Recombinant Rat UDP-glucuronosyltransferase 2B15 (Ugt2b15)
Description
Introduction to Recombinant Rat UDP-glucuronosyltransferase 2B15 (Ugt2b15)
Recombinant Rat UDP-glucuronosyltransferase 2B15 (Ugt2b15) is an enzyme that plays a crucial role in the glucuronidation process, which is a key metabolic pathway for the detoxification and clearance of various substances, including drugs and endogenous compounds. This enzyme is part of the UDP-glucuronosyltransferase (UGT) family, which is responsible for transferring glucuronic acid to lipophilic compounds, making them more water-soluble and easier to excrete from the body.

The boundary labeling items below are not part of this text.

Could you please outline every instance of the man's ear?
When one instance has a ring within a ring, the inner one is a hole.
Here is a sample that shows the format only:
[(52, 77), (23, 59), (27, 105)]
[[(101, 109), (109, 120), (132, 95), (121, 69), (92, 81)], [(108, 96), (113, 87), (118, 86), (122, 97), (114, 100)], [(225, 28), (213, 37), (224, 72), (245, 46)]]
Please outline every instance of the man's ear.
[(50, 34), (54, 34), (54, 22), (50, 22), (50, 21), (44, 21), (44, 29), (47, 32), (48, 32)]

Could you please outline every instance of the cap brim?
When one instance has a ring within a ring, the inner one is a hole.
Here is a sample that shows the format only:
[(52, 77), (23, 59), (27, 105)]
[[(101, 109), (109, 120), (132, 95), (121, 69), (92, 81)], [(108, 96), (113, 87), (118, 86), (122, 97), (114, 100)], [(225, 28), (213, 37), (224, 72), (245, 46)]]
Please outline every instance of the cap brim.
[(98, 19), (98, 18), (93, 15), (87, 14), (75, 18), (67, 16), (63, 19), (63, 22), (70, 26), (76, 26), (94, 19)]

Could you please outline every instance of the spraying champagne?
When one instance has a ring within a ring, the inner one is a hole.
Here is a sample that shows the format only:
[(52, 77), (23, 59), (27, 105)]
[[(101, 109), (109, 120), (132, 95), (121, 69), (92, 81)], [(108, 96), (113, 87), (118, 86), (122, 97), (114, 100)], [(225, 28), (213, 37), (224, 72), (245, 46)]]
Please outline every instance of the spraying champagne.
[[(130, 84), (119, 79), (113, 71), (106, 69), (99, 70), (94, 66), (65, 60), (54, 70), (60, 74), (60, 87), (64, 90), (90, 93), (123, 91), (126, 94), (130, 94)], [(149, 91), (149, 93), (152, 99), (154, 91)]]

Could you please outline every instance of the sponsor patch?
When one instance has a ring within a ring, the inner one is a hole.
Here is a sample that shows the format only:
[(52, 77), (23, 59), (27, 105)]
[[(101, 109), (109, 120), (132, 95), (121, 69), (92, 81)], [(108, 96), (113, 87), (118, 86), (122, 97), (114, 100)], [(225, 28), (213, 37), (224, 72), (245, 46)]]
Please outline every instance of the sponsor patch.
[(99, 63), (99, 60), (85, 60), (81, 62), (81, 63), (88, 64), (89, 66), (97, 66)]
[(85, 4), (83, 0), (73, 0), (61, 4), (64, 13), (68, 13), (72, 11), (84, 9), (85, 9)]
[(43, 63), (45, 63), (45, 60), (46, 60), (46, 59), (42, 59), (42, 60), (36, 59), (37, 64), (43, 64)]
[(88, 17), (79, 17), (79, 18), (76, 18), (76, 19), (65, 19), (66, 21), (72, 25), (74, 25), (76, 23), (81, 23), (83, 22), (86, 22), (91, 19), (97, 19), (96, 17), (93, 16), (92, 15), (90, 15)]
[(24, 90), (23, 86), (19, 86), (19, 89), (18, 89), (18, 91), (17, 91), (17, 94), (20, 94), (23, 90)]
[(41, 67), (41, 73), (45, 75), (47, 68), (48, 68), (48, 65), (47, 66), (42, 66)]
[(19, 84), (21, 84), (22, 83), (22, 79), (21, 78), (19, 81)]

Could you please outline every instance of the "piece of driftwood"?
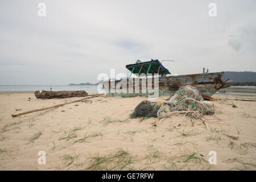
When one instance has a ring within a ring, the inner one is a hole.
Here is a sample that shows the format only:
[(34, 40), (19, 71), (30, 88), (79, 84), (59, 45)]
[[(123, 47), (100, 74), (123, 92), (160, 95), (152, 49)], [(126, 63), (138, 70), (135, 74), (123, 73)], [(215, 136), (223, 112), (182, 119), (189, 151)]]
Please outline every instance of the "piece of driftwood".
[(202, 97), (204, 98), (204, 100), (205, 100), (210, 101), (217, 101), (216, 99), (210, 97), (205, 96), (202, 96)]
[(94, 94), (91, 96), (88, 96), (86, 97), (83, 98), (81, 98), (79, 100), (75, 100), (75, 101), (72, 101), (71, 102), (65, 102), (65, 103), (63, 103), (61, 104), (58, 104), (53, 106), (50, 106), (50, 107), (44, 107), (44, 108), (41, 108), (41, 109), (34, 109), (34, 110), (30, 110), (28, 111), (26, 111), (26, 112), (22, 112), (22, 113), (17, 113), (17, 114), (12, 114), (11, 116), (14, 118), (16, 117), (17, 116), (19, 115), (24, 115), (24, 114), (29, 114), (29, 113), (34, 113), (34, 112), (37, 112), (37, 111), (40, 111), (41, 110), (47, 110), (47, 109), (51, 109), (51, 108), (55, 108), (55, 107), (57, 107), (59, 106), (64, 106), (64, 105), (66, 104), (72, 104), (72, 103), (74, 103), (74, 102), (79, 102), (86, 99), (89, 99), (89, 98), (93, 98), (93, 97), (99, 97), (101, 95), (102, 95), (103, 94)]
[(235, 101), (256, 101), (256, 100), (253, 99), (247, 99), (247, 98), (224, 98), (229, 100), (235, 100)]
[(88, 94), (85, 90), (78, 91), (46, 91), (36, 90), (34, 92), (37, 98), (68, 98), (86, 97)]

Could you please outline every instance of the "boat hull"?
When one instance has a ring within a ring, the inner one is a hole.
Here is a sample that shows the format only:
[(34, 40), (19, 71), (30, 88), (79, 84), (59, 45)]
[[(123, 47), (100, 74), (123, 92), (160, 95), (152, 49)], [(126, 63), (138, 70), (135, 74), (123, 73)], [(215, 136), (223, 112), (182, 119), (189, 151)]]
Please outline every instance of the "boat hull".
[[(159, 77), (158, 96), (172, 96), (180, 87), (190, 85), (197, 88), (202, 93), (202, 95), (210, 97), (219, 89), (226, 88), (230, 85), (223, 82), (221, 77), (224, 72), (208, 73), (201, 74), (192, 74), (178, 75), (173, 76), (163, 76)], [(147, 86), (150, 82), (152, 82), (151, 87), (155, 88), (154, 79), (149, 78), (135, 78), (125, 79), (125, 80), (107, 81), (103, 82), (104, 88), (109, 97), (121, 96), (123, 97), (131, 97), (139, 96), (147, 96), (152, 94), (149, 90), (146, 92), (145, 85), (142, 84), (143, 81), (146, 81)], [(120, 87), (121, 81), (122, 85)], [(128, 88), (130, 85), (132, 87), (132, 91), (121, 92), (122, 86)], [(124, 93), (125, 92), (125, 93)]]

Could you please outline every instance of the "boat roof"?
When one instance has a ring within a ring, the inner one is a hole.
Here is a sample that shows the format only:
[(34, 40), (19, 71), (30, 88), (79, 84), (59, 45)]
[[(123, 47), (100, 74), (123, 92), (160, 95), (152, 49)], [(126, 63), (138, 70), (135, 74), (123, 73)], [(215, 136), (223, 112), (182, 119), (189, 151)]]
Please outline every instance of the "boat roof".
[(146, 76), (148, 73), (151, 73), (152, 75), (158, 73), (162, 76), (171, 74), (169, 71), (157, 59), (151, 59), (150, 61), (127, 64), (125, 67), (131, 71), (131, 74), (138, 73), (139, 75), (144, 73)]

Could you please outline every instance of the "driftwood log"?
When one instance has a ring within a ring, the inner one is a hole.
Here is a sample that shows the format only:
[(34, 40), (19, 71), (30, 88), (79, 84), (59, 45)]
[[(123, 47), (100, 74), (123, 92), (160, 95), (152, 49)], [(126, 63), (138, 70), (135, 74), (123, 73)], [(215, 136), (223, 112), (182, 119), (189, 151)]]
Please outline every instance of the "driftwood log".
[(86, 97), (88, 94), (84, 90), (79, 91), (45, 91), (37, 90), (34, 92), (37, 98), (67, 98), (73, 97)]
[(26, 111), (26, 112), (22, 112), (22, 113), (17, 113), (17, 114), (12, 114), (11, 116), (13, 118), (14, 118), (14, 117), (16, 117), (19, 116), (19, 115), (22, 115), (27, 114), (29, 114), (29, 113), (35, 113), (35, 112), (37, 112), (37, 111), (42, 111), (42, 110), (47, 110), (47, 109), (51, 109), (51, 108), (56, 108), (56, 107), (59, 107), (59, 106), (64, 106), (64, 105), (66, 105), (66, 104), (69, 104), (74, 103), (74, 102), (79, 102), (79, 101), (82, 101), (82, 100), (87, 100), (87, 99), (93, 98), (93, 97), (99, 97), (99, 96), (102, 96), (102, 95), (103, 95), (103, 94), (94, 94), (94, 95), (89, 96), (82, 98), (79, 99), (77, 100), (75, 100), (75, 101), (70, 101), (70, 102), (65, 102), (65, 103), (58, 104), (58, 105), (56, 105), (55, 106), (50, 106), (50, 107), (43, 107), (43, 108), (40, 108), (40, 109), (34, 109), (34, 110), (31, 110), (27, 111)]

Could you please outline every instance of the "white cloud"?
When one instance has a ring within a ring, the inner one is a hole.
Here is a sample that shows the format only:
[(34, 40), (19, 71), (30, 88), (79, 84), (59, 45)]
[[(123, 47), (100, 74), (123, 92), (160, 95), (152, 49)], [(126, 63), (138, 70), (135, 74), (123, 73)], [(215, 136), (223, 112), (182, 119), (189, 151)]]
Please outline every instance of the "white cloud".
[(179, 74), (256, 71), (254, 1), (0, 2), (0, 84), (96, 82), (137, 60), (175, 60)]

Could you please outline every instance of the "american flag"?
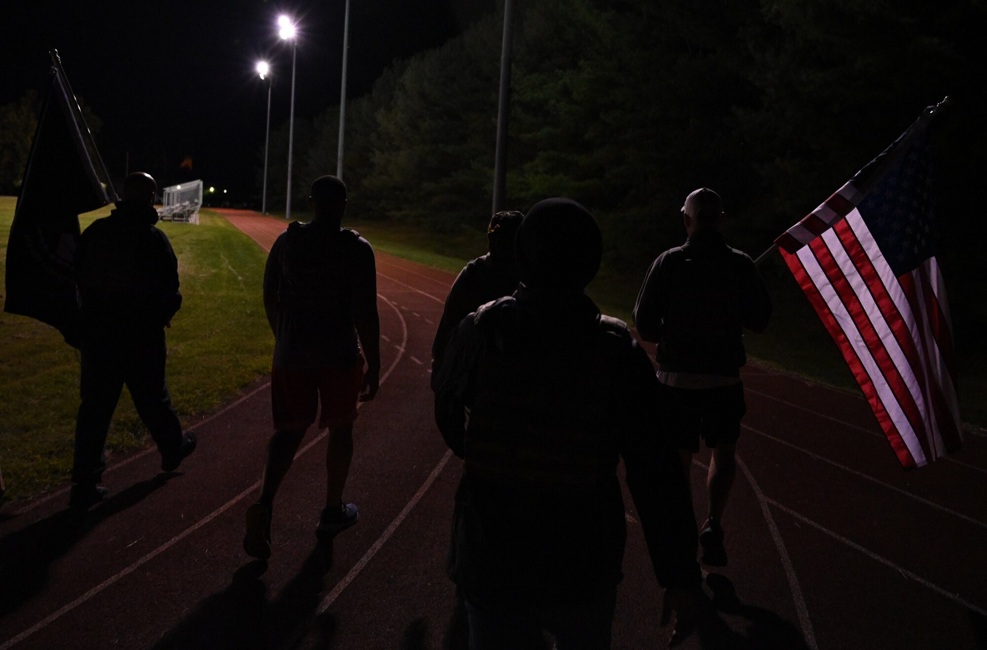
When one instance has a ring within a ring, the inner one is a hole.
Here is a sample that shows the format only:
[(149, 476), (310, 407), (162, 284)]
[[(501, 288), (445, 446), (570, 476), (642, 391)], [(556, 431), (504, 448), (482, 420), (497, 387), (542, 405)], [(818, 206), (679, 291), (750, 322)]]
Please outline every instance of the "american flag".
[[(942, 105), (940, 105), (942, 106)], [(905, 468), (962, 444), (927, 108), (776, 243)]]

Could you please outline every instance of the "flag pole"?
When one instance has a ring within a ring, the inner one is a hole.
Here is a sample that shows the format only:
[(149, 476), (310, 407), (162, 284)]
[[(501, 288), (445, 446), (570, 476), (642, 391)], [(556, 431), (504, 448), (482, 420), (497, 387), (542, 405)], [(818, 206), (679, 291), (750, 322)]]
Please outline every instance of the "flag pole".
[[(908, 134), (904, 138), (901, 139), (901, 142), (896, 147), (896, 149), (899, 152), (900, 151), (904, 151), (907, 148), (908, 143), (910, 143), (911, 140), (914, 139), (915, 137), (918, 137), (918, 134), (921, 131), (925, 130), (925, 127), (929, 125), (929, 122), (932, 121), (933, 117), (935, 117), (936, 115), (938, 115), (939, 113), (941, 113), (943, 110), (945, 110), (946, 108), (949, 108), (951, 106), (952, 106), (952, 98), (950, 96), (947, 95), (945, 98), (943, 98), (942, 102), (940, 102), (936, 106), (930, 108), (928, 110), (923, 110), (922, 114), (919, 115), (919, 118), (912, 125), (913, 128), (909, 128)], [(915, 129), (914, 126), (916, 126), (916, 125), (921, 125), (922, 128)], [(889, 156), (887, 156), (882, 161), (880, 167), (878, 167), (877, 169), (875, 169), (870, 175), (870, 179), (879, 179), (881, 176), (883, 176), (883, 174), (882, 174), (883, 171), (886, 170), (891, 165), (893, 165), (895, 163), (895, 161), (897, 161), (897, 159), (898, 159), (898, 157), (895, 156), (895, 155), (889, 155)], [(870, 187), (866, 183), (864, 185), (862, 185), (861, 187), (857, 187), (858, 195), (860, 195), (861, 193), (866, 193), (866, 191), (868, 189), (870, 189)], [(765, 259), (767, 259), (769, 256), (771, 256), (771, 253), (773, 253), (775, 251), (778, 251), (778, 248), (779, 248), (778, 242), (775, 242), (774, 244), (772, 244), (771, 248), (769, 248), (767, 251), (765, 251), (764, 253), (762, 253), (760, 254), (760, 256), (758, 256), (758, 258), (754, 260), (754, 265), (755, 266), (760, 266), (761, 262), (763, 262)]]
[(114, 189), (114, 183), (110, 181), (110, 174), (107, 172), (107, 166), (103, 164), (103, 157), (100, 156), (100, 150), (96, 148), (96, 139), (93, 138), (93, 132), (89, 130), (89, 124), (86, 123), (86, 118), (82, 114), (82, 107), (79, 106), (79, 99), (75, 96), (75, 91), (72, 90), (72, 84), (69, 83), (68, 76), (65, 75), (65, 68), (61, 65), (61, 57), (58, 56), (58, 50), (52, 49), (48, 54), (51, 55), (51, 64), (58, 70), (58, 74), (61, 76), (62, 82), (65, 83), (68, 94), (72, 96), (72, 104), (75, 105), (73, 108), (79, 113), (79, 121), (86, 127), (85, 135), (89, 137), (89, 146), (92, 147), (91, 154), (96, 155), (96, 161), (100, 164), (100, 170), (103, 171), (103, 180), (107, 183), (107, 194), (110, 196), (111, 201), (115, 201), (117, 198), (116, 190)]

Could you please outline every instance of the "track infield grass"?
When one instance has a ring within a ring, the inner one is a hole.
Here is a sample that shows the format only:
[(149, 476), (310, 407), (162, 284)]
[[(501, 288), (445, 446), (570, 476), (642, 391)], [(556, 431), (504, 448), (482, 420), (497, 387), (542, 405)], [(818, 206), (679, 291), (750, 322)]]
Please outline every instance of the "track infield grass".
[[(0, 286), (16, 199), (0, 196)], [(85, 229), (112, 206), (82, 215)], [(266, 253), (223, 217), (160, 223), (179, 258), (184, 297), (168, 336), (168, 384), (183, 424), (215, 410), (269, 372), (273, 339), (264, 315)], [(0, 298), (2, 304), (5, 298)], [(37, 494), (68, 478), (79, 362), (53, 327), (0, 313), (0, 467), (5, 499)], [(151, 444), (129, 395), (121, 397), (107, 455)]]

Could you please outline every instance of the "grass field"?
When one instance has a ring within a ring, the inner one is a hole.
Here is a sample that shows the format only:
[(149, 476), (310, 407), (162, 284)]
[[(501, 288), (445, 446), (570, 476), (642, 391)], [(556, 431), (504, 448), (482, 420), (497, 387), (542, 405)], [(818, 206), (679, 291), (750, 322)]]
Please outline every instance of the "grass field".
[[(14, 207), (13, 197), (0, 196), (0, 282)], [(83, 215), (83, 229), (109, 211)], [(168, 330), (168, 383), (179, 415), (189, 423), (269, 370), (273, 340), (262, 302), (266, 255), (208, 211), (198, 226), (159, 225), (179, 257), (184, 302)], [(35, 494), (66, 479), (79, 405), (75, 350), (48, 325), (0, 314), (0, 395), (5, 498)], [(108, 454), (148, 443), (124, 390)]]

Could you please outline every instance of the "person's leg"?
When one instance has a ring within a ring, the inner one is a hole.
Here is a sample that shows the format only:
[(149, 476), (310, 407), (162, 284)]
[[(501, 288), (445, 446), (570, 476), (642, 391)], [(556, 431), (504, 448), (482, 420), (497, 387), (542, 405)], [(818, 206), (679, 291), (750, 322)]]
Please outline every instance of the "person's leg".
[(542, 627), (520, 615), (494, 612), (466, 601), (470, 650), (543, 650)]
[(172, 459), (182, 448), (182, 422), (165, 381), (168, 351), (164, 332), (148, 332), (128, 347), (125, 380), (133, 405), (162, 458)]
[(264, 467), (264, 478), (261, 480), (261, 497), (258, 503), (268, 511), (273, 510), (274, 495), (284, 476), (291, 469), (291, 464), (305, 437), (306, 429), (288, 429), (274, 431), (267, 442), (267, 462)]
[(709, 519), (721, 521), (723, 508), (730, 495), (733, 477), (736, 475), (737, 465), (734, 458), (736, 445), (717, 445), (713, 448), (713, 458), (710, 462), (710, 471), (706, 477), (706, 485), (710, 493)]
[(111, 341), (85, 338), (81, 357), (79, 395), (82, 401), (75, 420), (72, 481), (96, 485), (106, 469), (104, 446), (123, 390), (123, 379)]
[(546, 628), (555, 636), (557, 650), (610, 650), (617, 589), (599, 600), (553, 612)]
[(326, 508), (342, 503), (342, 488), (346, 485), (349, 464), (353, 460), (353, 423), (329, 429), (326, 447)]

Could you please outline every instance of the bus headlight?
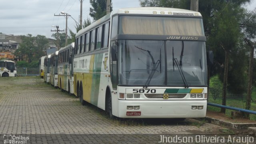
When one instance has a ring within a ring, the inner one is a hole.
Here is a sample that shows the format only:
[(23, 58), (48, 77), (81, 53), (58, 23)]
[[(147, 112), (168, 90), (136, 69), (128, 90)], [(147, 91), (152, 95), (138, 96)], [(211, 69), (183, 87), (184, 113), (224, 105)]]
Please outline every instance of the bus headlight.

Function and Role of UGT2B15
UGT2B15 enzymes are involved in the metabolism of steroids and other lipophilic compounds. In humans, UGT2B15 is known to metabolize androgens, such as dihydrotestosterone, which is important for prostate health . The rat version, Ugt2b15, would similarly be involved in the glucuronidation of steroids and other xenobiotics, facilitating their elimination from the body.
Research Findings on UGT2B15
While specific research on recombinant rat Ugt2b15 might be limited, studies on the human UGT2B15 enzyme provide valuable insights into its function and significance. For instance, genetic polymorphisms in the UGT2B15 gene, such as the D85Y variant, have been associated with altered enzyme activity and risk of prostate cancer . Additionally, UGT2B15 is known to glucuronidate specific substrates like S-oxazepam, which is used as a probe for UGT2B15 activity .
Comparison of Human and Rat UGT2B15
| Feature | Human UGT2B15 | Rat Ugt2b15 |
|---|---|---|
| Function | Metabolizes steroids and xenobiotics | Presumably similar to human UGT2B15, involved in glucuronidation of steroids and xenobiotics |
| Tissue Expression | Expressed in steroid-sensitive tissues like the prostate | Likely expressed in similar tissues in rats |
| Polymorphisms | D85Y polymorphism affects enzyme activity and prostate cancer risk | Specific polymorphisms in rat Ugt2b15 are not well-documented |
| Substrates | S-oxazepam, dihydrotestosterone | Not specifically documented, but likely similar to human UGT2B15 substrates |
Potential Applications of Recombinant Rat Ugt2b15
Recombinant rat Ugt2b15 could be used in various research applications, including:
-
Drug Metabolism Studies: To predict how drugs are metabolized in rats, which can inform preclinical drug development.
-
Toxicology: To study the metabolism and detoxification of xenobiotics in rats.
-
Basic Research: To understand the role of glucuronidation in rat physiology and disease models.
Product Specs
Note: While we will prioritize shipping the format currently in stock, please specify your format preference in order notes for customized preparation.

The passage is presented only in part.